Usiamu Bukan Usaimu

Beberapa minggu lalu saya dan beberapa teman ketemuan sama salah seorang dosen kami. Namanya Mas Danny. Di usia 66 tahun beliau masih sangat aktif. Ikut acara seru-seruan keliling kota. Nonton acara musik. Ikut festival sastra. Bahkan masih mengajar soal Psikologi Lansia di kampus. Menekankan soal pentingnya active aging di usia tua. Bahwa banyak penyakit degeneratif yang sebenarnya bisa diminimalisir dengan tetap aktif dan sibuk kala pensiun.

Di penghujung pertemuan, Mas Danny mengingatkan: “Jangan sering ngaku-ngaku udah tua ya kalau masih di usia belia.

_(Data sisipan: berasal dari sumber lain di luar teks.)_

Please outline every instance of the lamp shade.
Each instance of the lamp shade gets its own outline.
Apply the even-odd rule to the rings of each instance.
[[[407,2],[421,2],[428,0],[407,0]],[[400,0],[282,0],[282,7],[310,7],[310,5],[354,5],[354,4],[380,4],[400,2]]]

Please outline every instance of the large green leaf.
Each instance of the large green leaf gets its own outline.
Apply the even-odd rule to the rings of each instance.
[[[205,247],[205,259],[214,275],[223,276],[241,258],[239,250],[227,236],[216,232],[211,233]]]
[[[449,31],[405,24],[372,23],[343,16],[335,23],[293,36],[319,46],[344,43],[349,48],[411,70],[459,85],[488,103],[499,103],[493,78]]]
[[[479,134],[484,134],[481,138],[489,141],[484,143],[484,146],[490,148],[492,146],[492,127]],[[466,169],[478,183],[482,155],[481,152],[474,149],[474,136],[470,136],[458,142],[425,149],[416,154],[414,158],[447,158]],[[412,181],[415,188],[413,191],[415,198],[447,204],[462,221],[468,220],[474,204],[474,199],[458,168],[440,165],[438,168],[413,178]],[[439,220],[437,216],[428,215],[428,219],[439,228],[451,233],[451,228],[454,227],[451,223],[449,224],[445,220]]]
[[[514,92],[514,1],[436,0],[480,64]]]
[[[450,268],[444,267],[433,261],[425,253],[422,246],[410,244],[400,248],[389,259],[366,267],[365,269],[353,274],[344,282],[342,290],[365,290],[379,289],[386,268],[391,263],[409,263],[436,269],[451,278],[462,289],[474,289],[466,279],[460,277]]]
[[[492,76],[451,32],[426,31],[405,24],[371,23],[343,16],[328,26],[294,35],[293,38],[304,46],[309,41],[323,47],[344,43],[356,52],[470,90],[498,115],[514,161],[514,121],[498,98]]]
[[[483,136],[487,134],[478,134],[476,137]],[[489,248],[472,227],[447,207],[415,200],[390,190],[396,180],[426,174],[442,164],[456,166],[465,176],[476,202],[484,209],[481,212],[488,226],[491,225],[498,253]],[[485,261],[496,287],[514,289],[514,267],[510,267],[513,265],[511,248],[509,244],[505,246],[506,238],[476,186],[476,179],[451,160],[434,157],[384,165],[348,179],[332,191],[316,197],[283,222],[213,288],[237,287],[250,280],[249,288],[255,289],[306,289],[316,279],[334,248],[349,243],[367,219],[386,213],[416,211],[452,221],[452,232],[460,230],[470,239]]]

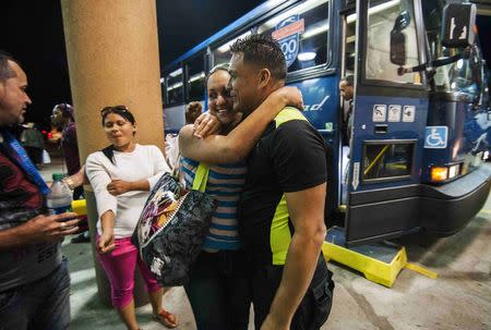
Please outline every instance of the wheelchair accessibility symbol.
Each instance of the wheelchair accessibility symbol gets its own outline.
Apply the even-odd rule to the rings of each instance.
[[[424,148],[443,149],[448,140],[447,126],[427,126],[424,133]]]

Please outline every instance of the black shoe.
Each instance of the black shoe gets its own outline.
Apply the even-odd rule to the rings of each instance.
[[[74,244],[88,243],[88,242],[91,242],[91,236],[88,235],[88,232],[83,232],[83,233],[80,233],[79,235],[76,235],[75,237],[73,237],[71,242]]]

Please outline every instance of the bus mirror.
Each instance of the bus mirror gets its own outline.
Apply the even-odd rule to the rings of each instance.
[[[474,44],[476,4],[447,3],[443,9],[442,46],[465,48]]]
[[[391,62],[406,65],[406,36],[400,30],[391,32]]]
[[[391,30],[391,62],[399,66],[406,64],[406,36],[403,29],[408,27],[410,22],[411,16],[404,11],[397,16]]]

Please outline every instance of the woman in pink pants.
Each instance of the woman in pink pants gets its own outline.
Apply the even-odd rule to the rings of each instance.
[[[111,283],[112,305],[128,329],[140,329],[133,302],[137,264],[154,318],[168,328],[176,328],[176,316],[161,307],[163,289],[131,243],[148,191],[164,172],[170,172],[169,167],[156,146],[134,143],[135,120],[127,107],[106,107],[100,114],[111,145],[91,154],[85,168],[97,200],[98,259]]]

Never say you’re too old! Masak kalah sama yang beneran udah tua?” Gitu, katanya.

Saya pun tertampar. Sering menjadikan usia sebagai alasan untuk tidak melakukan ini-itu, padahal usia saya masih tergolong muda. Gak percaya? Kalau saya besok mati pasti pada bilang “Kasihan ya, mati muda…”. Gitu ya parameternya. Kalau kamu besok mati dan bakal dibilang kamu itu “mati muda”, artinya ya kamu belum tua-tua amat. Hehehe..

Beberapa hari setelahnya, saya melihat sebuah twit yang membahas career-switching di usia 50. Bahwa itu adalah keputusan bodoh. Bahwa semuanya sudah terlambat. Sayangnya, ini juga jadi kepercayaan sejumlah orang orang.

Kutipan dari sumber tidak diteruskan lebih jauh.